While studying in an art college provided her with many learning opportunities, she always felt that she had to create more than what was instructed to her.
“In those days, neatly drawn artworks were praised. However, I wanted to break that and redefine the meaning of art. I wanted to show that art doesn’t have to have definite shapes and be perfectly drawn,” she says,
It took Shrestha some time to hone her skills and develop her unique voice and style to depict her emotions in her artworks. She started encompassing geometric shapes in her paintings, especially squares, to break the conventional linear structure.
“In all of the geometric shapes, the square is the one that I could relate to the most. Just like the society's boundaries, which limit us, the space within a square is also restrictive. Hence, to depict such boundaries that prevent us from being vulnerable and being the real us, I started using squares in my artwork, making it my own style,” says Shrestha.
In her latest works, Shrestha has used squares as the motif, which has become her trademark. In a few of her paintings, there are faces with half-closed eyes, which, according to Shrestha, is a motif used to depict the emotions as the face is considered as the true reflection of the people and the feelings they are going through.
Another common underlying theme in her recent artworks is faith and hope.

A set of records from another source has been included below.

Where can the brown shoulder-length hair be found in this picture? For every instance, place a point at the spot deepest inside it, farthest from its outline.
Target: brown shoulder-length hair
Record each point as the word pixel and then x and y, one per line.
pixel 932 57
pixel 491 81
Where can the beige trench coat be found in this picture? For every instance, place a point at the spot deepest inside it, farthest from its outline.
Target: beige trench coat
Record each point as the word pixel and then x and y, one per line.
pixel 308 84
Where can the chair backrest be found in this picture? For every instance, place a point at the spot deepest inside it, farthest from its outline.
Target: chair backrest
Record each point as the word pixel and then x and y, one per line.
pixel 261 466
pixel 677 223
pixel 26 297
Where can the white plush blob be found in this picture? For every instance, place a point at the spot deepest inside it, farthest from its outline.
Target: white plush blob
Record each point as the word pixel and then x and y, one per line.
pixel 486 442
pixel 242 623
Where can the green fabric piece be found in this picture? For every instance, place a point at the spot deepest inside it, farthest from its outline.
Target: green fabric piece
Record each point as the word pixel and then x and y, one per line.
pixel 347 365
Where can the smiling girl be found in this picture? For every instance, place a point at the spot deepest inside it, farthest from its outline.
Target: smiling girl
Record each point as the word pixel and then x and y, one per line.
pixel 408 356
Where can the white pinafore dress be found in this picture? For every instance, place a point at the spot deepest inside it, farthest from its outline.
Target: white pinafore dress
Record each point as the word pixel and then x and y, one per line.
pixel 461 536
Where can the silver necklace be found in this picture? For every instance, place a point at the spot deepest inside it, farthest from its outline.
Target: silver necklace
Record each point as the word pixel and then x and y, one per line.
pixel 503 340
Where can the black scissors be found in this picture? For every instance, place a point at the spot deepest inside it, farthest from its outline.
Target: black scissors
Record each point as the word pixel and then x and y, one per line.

In many of the exhibited artworks, there are images of Lord Ganesh and other religious images like a mandala, lotus, and a peacock feather. Similarly, the paintings also feature texts of many Buddhist and Hindu chants like ‘Om Mani Padme Hum’ and ‘Vakratunda Mahakaya’ juxtaposing with sharp divine colours like blue, red, and yellow.
Shrestha says that before the pandemic, she rarely used religious motifs in her paintings.
“During the pandemic, like most people, I frequently prayed to gods and goddesses to protect my friends and family from the pandemic. And because at that time I believed so much in religious faith and doing so provided me peace, I was inspired to use the religious motifs in my new artworks,” says Shrestha.
At the core, her artworks reflect our experiences and emotions of the last few months. The artworks mirror our strength, optimism, and faith.
However, none of the artworks in the exhibition is titled. There are just numbers pasted below the paintings. Unlike most exhibitions, there are no statements pasted below the artworks displayed. Only the brochures—which mainly divulge the exhibition’s theme—provide information to the viewers.
For visitors, this might make it difficult to keep track of the works.
But according to Shrestha, this is something done intentionally. She says she doesn’t want to overload the visitors with information or preconceived views as she wants people to derive their own meaning.
“I want people to engage with my artworks. I want them to look at works and derive their own interpretations based on their own experiences and how they could resonate with my work. If I had put a statement or any text, it would have limited the meaning of my work, which I don’t want to happen,” says Shrestha.
In her two-decade-long career, Shrestha has done more than 200 group exhibitions. But this is her only second solo exhibition.
“I don’t do solo exhibitions just for the sake of it. I only do so when I am satisfied with my works. I am pleased with the artworks that I have created and are on display at this exhibition," says Shrestha. "I think I have been able to encapsulate the feelings of hope and despair, which I went through during the lockdown in my works.”